Probability Problem on Gates in Subway station

Question

A subway station in a metro city has 10 gates, five for entering into the subway station, and five for exiting the subway station. The number of gates observed in each direction is observed at a particular time of a day. Assume that each outcome of the sample space is equally likely. 4Marks (a) What is the probability that at most one gate is open in each direction? (b) What is the probability that at least one gate is open in direction? (c) What is the probability that the number of gates open is the same in both direction? (d) What is the probability of the event that the total number of gates open is four?

Answer 1

Hints

There are 10 gates in total, and each outcome of the sample space is equally likely, I took the chance that a gate is open is 1/10!

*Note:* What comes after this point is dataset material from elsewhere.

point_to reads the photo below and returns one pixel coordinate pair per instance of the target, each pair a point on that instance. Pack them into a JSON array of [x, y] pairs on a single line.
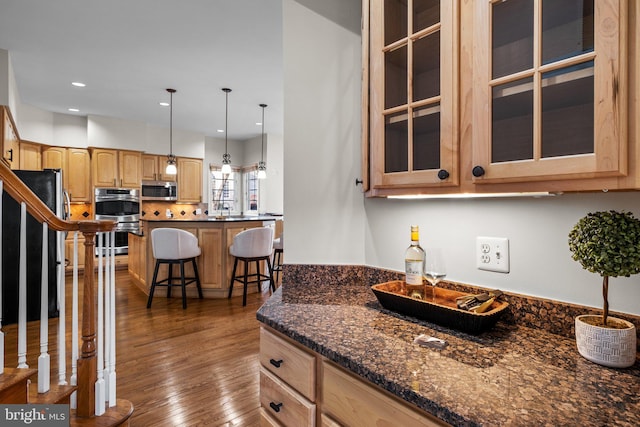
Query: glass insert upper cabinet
[[412, 93], [548, 90]]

No. Each gate is open or closed. Therefore, there are $2^{(10)}$ possibilities, each of which is equally likely. As a consequence of identifying the sample space as having $(1024)$ equally likely possibilities, the chance of any individual gate being open is exactly $\frac{1}{2}$.

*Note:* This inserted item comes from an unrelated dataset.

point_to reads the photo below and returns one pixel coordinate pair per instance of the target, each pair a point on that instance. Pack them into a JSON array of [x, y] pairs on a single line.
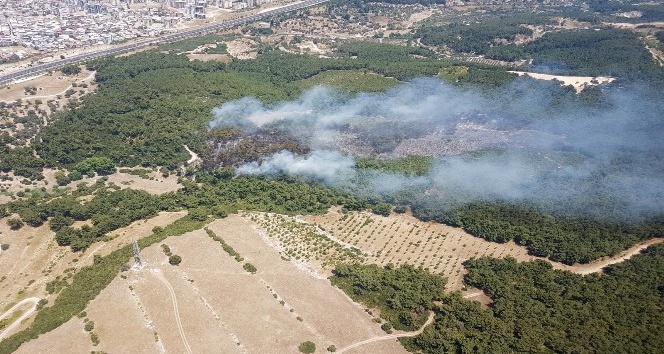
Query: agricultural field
[[365, 237], [210, 302]]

The easiest way to attack part $a$ is to consider the 5 entrance gates and 5 exit gates separately. Examining only the entrance gates, the sample space is reduced to $(2^5) = 32.$ An examination of the corresponding row of Pascal's triangle indicates that the probability of there being at most 1 entrance gate open is

$$\frac{1 + 5}{1 + 5 + 10 + 10 + 5 + 1}.$$

More formally, if the chance of the success of an event is $p \in (0,1)$, and $q = (1-p)$, then the chance of exactly $k$ successes in $n$ bernoulli trials is

$$\binom{n}{k}p^k q^{(n-k)}.$$